Greenfield-Central seeks new boys basketball coach after Wayer resigns for Fishers job
Greenfield-Central lost Miles Wayer after one season, and the Cougars want a replacement by May. The expected Fishers move ties this opening to one of Indiana’s premier programs.

Greenfield-Central is back in the market for a boys basketball coach after Miles Wayer resigned following just one season, a sudden turn that leaves the Cougars trying to stabilize the program before offseason work really starts. The varsity opening was posted as soon as Wednesday, and athletic director Jared Manning said the school hopes to have a new coach in place by the May board meeting.
The timing matters because Greenfield-Central was not coming off a collapse. The Cougars finished 12-12 and closed the season with four straight wins before running into Mt. Vernon in the Class 4A Sectional 9 championship. Mt. Vernon won that game 64-50, ending a late push that had given Greenfield-Central something concrete to build on heading into the spring. In that sectional loss, the Cougars shot 46% from the field, hit 6 of 14 three-pointers and finished with 12 assists against 8 turnovers.
That makes the next hire less about rescuing a broken program and more about preserving momentum. Wayer, in his only season at Greenfield-Central, left behind a team that showed it could score efficiently and compete deep into the tournament. Manning’s comments reflected that reality, noting the school valued what Wayer brought to the program and had hoped he would stay longer. The new coach will inherit a roster with some baseline success already established, not a rebuild from scratch.

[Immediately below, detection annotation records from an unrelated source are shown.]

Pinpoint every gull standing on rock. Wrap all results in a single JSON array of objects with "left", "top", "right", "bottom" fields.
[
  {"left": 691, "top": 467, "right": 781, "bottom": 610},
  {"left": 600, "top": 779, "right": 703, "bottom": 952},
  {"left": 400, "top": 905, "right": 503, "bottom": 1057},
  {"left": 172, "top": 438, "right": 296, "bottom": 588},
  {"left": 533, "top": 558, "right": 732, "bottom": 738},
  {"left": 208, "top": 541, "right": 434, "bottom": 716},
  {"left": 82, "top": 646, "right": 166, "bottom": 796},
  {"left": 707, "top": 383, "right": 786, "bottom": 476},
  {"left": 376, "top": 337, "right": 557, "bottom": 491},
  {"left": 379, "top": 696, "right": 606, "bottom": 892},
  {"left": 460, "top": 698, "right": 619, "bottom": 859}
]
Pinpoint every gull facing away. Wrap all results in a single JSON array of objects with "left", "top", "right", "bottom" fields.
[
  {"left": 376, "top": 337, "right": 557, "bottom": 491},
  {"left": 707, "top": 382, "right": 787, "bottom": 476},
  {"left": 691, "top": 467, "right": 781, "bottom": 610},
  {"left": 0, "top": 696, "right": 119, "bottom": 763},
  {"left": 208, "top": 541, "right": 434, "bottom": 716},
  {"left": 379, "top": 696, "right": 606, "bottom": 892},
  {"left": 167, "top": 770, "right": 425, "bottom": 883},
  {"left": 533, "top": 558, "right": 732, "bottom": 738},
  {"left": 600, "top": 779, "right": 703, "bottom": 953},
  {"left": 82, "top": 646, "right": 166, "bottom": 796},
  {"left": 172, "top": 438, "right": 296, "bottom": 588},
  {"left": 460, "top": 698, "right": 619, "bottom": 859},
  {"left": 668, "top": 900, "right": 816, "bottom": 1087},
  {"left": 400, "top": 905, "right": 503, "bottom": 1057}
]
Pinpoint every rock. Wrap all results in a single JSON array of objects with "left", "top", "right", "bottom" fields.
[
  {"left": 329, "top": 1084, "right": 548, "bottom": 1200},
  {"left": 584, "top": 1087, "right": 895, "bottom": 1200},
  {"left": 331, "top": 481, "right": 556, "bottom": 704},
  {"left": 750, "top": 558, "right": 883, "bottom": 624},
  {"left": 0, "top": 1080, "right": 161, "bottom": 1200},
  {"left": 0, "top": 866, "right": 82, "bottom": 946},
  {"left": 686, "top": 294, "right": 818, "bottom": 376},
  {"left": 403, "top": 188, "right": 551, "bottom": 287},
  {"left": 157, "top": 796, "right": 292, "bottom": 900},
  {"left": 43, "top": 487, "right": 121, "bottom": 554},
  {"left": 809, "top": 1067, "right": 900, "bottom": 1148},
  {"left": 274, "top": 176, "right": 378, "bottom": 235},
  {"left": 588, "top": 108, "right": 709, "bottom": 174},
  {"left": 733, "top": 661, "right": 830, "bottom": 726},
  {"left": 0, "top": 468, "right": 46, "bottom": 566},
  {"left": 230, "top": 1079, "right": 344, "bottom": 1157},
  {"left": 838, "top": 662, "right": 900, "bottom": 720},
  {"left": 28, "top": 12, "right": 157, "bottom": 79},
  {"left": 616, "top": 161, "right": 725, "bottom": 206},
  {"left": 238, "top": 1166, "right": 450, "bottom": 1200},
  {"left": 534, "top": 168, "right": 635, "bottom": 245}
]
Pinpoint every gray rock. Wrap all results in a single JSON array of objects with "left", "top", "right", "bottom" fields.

The other half of the story is Fishers, where Wayer is expected to be named the next head coach. He previously spent three seasons there as an assistant under Garrett Winegar, who guided one of the most dominant runs in recent Indiana boys basketball memory. Fishers went 73-14 during Winegar’s tenure and 59-2 from 2023 through 2025, a stretch that included the program’s first state title in 2024, a state runner-up finish in 2025 and a 43-game winning streak.
Fishers also enters the next cycle with real firepower intact. Jason Gardner Jr. and Cooper Zachary are back, both part of the Indiana Junior All-Stars core group, and Zachary’s production in the Hoosier Crossroads Conference, 15.0 points, 5.3 assists and 2.9 steals per game, gives the Tigers a proven lead guard profile. With Winegar leaving in March for Iowa United Prep and Fishers still positioned among the state’s elite, Wayer’s move links two programs in the same orbit and gives both schools an offseason decision with statewide implications.